Sonechka’s Pear-Shaped Nose
Sonechka provides a description of Sonechka on the opening page: "Her nose really was pear-shaped, and lank broad-shouldered Sonechka, with her skinny legs and flat unmemorable rear end, had only one indisputable physical asset: large womanly breasts, which ballooned at an early age but seemed out of proportion with the rest of her thin body" (1). The pear-shaped nose is palpable, vivid, sweet but awkward. Above all, it is out of proportion, as Sonechka is with her life.
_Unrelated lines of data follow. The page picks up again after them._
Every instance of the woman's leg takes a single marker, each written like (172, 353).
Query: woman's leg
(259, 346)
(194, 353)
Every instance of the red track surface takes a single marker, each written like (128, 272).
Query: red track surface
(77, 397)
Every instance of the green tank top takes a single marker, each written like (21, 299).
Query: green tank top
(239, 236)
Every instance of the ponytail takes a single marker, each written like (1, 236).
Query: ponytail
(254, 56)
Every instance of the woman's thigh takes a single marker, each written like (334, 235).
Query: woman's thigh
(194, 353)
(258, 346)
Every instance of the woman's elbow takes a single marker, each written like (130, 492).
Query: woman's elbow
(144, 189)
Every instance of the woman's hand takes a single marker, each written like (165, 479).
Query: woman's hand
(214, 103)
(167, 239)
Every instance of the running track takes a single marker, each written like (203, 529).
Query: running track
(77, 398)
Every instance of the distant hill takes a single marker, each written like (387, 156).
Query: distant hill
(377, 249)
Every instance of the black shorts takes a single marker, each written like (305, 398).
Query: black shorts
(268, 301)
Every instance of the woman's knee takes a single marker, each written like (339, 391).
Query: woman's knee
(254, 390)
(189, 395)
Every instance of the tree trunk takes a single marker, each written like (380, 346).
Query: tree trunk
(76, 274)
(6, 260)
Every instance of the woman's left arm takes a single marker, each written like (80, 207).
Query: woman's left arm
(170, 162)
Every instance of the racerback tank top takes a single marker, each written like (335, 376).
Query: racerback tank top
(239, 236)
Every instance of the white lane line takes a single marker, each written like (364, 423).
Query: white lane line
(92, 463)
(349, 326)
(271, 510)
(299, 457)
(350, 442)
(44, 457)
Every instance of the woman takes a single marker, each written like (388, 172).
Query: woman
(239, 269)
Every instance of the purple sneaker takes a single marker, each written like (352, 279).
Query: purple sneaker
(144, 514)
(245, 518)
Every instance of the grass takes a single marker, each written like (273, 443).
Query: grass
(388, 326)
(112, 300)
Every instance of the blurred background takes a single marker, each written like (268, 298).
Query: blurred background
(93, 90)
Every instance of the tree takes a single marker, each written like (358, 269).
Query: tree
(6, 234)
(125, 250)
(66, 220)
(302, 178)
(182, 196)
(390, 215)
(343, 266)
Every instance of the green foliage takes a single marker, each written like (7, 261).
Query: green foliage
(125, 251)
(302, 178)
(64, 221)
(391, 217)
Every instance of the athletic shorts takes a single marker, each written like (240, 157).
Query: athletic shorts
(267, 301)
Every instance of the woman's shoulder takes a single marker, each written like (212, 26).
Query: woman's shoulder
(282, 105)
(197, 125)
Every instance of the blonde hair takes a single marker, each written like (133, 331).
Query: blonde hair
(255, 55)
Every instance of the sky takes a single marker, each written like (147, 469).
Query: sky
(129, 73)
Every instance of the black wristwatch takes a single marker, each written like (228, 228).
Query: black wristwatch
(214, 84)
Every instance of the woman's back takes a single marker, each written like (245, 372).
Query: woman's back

She has a flat behind, a tribute to her insignificant past, which is particularly awkward in comparison with her large breasts, predicting something significant ahead. In these tiny details, we sense the odd shape of this woman’s life, the surprises in store, the strange pattern that will occur. Later, Ulitskaya writes: “Her hair turned gray and she had filled out markedly” (32), indicated the balance. Meanwhile, though, Sonechka’s cloaked in loose dresses, hiding her unbalanced figure in the haven of the library.

Tonya’s Proportions
Later, Sonechka's daughter Tonya wears these same dresses, which Ulitskaya portrays in a snapshot: "The tall scrawny girl was swamped in Sonechka’s loose shirts, girt with a faded cashmere scarf. Around a narrow face, like a mature dandelion head as yet unblown by the wind, her wavy, wiry hair stood proud, untamable by comb, unbraidable into pigtails" (27 – 28). Tonya, like her mother, has an unusual figure. She’s embarrassed by her “large stature, feet, and breasts” (32) out of proportion with the rest of her body. She also has exceptional hair, though, that sprouts around her face like a mature dandelion. She is a wish that has not yet gone free in the wind; but she is a wild creature, untamable. Like her mother, her appearance invokes the future.

Jasia’s Glassy Charm
Jasia is an equally vivid image of the future. She has a face “as smooth as a new-laid egg” (38), and innocent creature waiting to hatch and live her dream. Like Tonya, Jasia has an unusual gait: “the lower part of her body seemed to drag slightly behind the upper part… the movement of her knees suggested they were pushing against the heavy fabric of a long evening dress rather than her tatty frock” (42). Jasia walks as though she were made for a life other than her own, her past dragging heavily behind, her body optimistically forward. This, interestingly, recalls Sonechka’s strange alignment before Robert. Later, Robert fleetingly notes that Jasia has “the petite glassy charm of a wineglass,” (45) remarking on her smooth, light curvature. There is a note of foreboding, here, as Jasia will indeed be that sweet pleasure he tastes briefly towards the end of his life.

All About Women
Robert, like the men in the story is described briefly, though less intently. There is, for example, the “puny freckled boy with the buck teeth” (34) and the “short dumpy boy” (35). It is the women, however, that are center stage their bodies and hair telling the stories of their future.